The charms of “The Wild Robot” sneak up on you.
A futuristic tale, the adaptation of Peter Brown’s kid-lit book summons up memories of the great animated films for children of the past.
It was bit of a hard sell, judging from a year of underwhelming trailers advertising this story of a robot learning virtues that have always been the province of the living — empathy, responsibility and nurturing.
But writer-director Chris Sanders has always had the knack for humanizing hard sells and finding the heart behind the laughs. “Lilo & Stitch,””The Croods” and “How to Train Your Dragon” prove that. Here, he reaches for the emotions of “Bambi” in a movie utterly modern in every other CGI way.
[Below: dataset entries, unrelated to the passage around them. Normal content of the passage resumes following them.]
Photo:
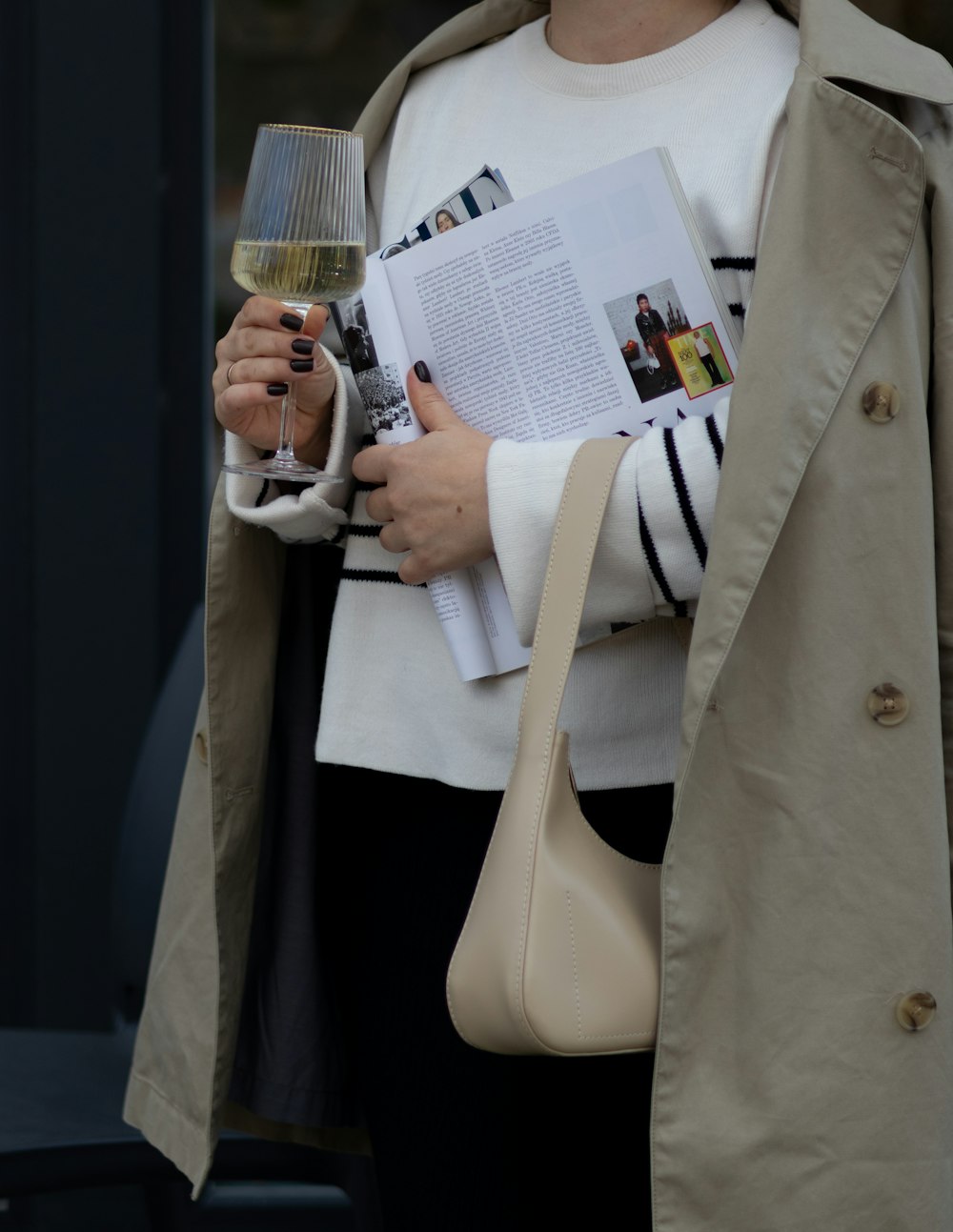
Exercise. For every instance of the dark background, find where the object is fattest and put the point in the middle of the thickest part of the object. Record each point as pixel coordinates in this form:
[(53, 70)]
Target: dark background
[(125, 146)]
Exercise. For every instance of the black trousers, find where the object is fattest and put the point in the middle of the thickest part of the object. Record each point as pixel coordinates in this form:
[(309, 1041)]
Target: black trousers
[(465, 1139)]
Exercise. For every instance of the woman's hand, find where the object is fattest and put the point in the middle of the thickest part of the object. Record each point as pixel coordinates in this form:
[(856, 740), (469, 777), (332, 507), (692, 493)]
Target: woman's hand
[(263, 353), (435, 496)]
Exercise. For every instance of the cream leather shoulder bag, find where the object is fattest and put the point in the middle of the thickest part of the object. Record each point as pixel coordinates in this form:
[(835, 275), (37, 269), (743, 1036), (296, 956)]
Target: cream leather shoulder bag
[(559, 950)]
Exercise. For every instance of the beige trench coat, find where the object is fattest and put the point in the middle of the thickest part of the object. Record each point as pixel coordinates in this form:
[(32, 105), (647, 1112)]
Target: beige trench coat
[(806, 879)]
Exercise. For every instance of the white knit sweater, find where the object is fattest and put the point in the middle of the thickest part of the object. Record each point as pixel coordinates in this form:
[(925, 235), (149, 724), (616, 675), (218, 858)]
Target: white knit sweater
[(393, 700)]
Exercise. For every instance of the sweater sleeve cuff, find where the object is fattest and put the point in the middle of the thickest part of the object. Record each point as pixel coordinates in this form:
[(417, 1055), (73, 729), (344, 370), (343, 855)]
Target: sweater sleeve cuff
[(315, 513)]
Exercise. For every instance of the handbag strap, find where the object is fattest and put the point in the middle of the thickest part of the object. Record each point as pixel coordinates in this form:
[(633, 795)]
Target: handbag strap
[(563, 593)]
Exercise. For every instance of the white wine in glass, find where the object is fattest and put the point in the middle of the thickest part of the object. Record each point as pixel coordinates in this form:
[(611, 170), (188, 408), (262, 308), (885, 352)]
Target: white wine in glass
[(301, 239)]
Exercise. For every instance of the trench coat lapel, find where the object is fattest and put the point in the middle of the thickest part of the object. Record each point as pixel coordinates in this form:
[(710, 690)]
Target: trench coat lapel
[(843, 159)]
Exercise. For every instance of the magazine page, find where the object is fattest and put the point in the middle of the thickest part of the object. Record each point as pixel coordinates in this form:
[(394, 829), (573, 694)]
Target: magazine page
[(582, 311)]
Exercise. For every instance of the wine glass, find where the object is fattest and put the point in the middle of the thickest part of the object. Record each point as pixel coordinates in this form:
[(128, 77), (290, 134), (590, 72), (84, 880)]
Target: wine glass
[(301, 238)]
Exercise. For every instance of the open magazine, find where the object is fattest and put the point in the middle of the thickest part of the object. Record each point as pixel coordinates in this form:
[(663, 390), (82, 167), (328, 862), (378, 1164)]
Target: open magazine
[(586, 310)]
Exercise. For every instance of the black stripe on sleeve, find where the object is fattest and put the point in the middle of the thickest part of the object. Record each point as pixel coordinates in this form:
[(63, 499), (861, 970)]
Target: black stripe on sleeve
[(733, 263), (655, 564), (684, 500), (715, 437)]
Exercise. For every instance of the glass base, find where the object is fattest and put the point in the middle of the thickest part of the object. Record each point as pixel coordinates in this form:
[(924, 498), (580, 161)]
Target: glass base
[(276, 468)]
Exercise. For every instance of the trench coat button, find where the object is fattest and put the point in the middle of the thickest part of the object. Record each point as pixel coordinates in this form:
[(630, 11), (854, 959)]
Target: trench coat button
[(881, 402), (916, 1010), (888, 705)]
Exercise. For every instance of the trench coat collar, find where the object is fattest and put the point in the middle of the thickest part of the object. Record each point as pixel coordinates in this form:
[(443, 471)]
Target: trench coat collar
[(848, 169)]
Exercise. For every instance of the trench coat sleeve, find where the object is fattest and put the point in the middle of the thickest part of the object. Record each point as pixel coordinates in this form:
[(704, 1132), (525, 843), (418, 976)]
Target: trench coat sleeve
[(939, 151)]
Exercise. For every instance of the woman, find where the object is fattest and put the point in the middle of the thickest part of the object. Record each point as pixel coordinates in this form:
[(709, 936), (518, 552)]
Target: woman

A robot is lost overboard in a shipping container, washing up on an uninhabited island somewhere in the Pacific Northwest of the post-climate-changed future. Rozzum 7134 is meant to be a “helper” for humans. But there are no humans here, only wild animals.
“Learning mode,” she chatters to herself (in the voice of Oscar-winner Lupita Nyong’o). Mimicking a crabwalk will get you out of the surf before it dashes you to bits.
We experience this world through her camera-eyes (with computer readout graphics), seeing the threats she soon faces from moose, bear and especially racoons, hearing her voice her every AI thought as she does.
All she wants is a “task,” something anyone she meets needs taken care of. It’s only after mastering the language of the critters here that she will learn the otters, deer, opossums and others regard her as a “Monster.”
A gosling has been orphaned on her arrival. Might this be her “task,” raising and “mothering” this baby goose?
“I do not have the programming to be a mother,” Rozzum 7134 complains. “No mother does,” mama possum Pinktail (the great Catherine O’Hara) counsels.
Roz, as she’s soon called, must get this gosling on its feet, able to feed itself, swim and fly before the fall migration. Her main help will be a self-described “expert” on geese — Fink the Fox (Pedro Pascal). He’s skeptical about this whole enterprise.
“Don’t get too attached to the little guy.” The movie may be sentimental. Nature is not.
The hated fox will be her spirit guide through all this, conning her into feeding and housing him, along with the tiny critter he’d love to have eaten as an egg, a gosling or a full grown goose. He even teaches her slapstick.
“Humor is based on…misfortune?”
“Imprinting” on a robot isn’t natural, so little Brightbill, as he’s named, develops a mechanical walk and programmic mode of speech.
It’s a pity he didn’t imprint on the fox. To Find, the chatty, almost suicidally clumsy baby possums are “appetizers.”
The best sight gags are the comic violence the animal kingdom visits upon poor Roz, whose 360 degree rotating hands, head, arms, legs and torso get her out of many a jam.
The comical problem solving — how to teach little Brightbill to eat, swim and fly — is inventive and will involve other critters (Brit funnyman Matt Berry is a beaver, Mark Hamill a bear, Bill Nighy a sage old goose and Ving Rhames a hawk).
And every animated sequence, comical or sweet, passes on the need for compassion, empathy and responsibility.
“A Rozzum always completes its task.”
The humor is largely physical, but witty in sly ways when it comes to dialogue. You want a gosling to sleep? Tell him a story. Who’d be good at that? A fox?
“Storytelling is lying-adjacent,” Pascal-as-Fink reassures us. And so it is.
The ending is over-the-top, violent and a bit out of character with the rest of the movie until you remember “Bambi” is kind of the guiding light here.
But Sanders & Co. have made that rare Dreamworks cartoon that’s more about the message and teaching than about the laughs, a gentle, touching comedy that turns out to be one of the best films this animation house has ever made.
Your responsibility, your “task” is simple — take your children to it. They’re never too young to learn to “always complete your task.”
Rating: PG
Cast: The voices of Lupita Nyong’o, Pedro Pascal, Kit Connor, Boone Storm, Bill Nighy, Stephanie Hsu, Matt Berry, Mark Hamill, Catherine O’Hara and Ving Rhames
Credits: Scripted and directed by Chris Sanders, based on the novel by Peter Brown. A Universal/Dreamworks release.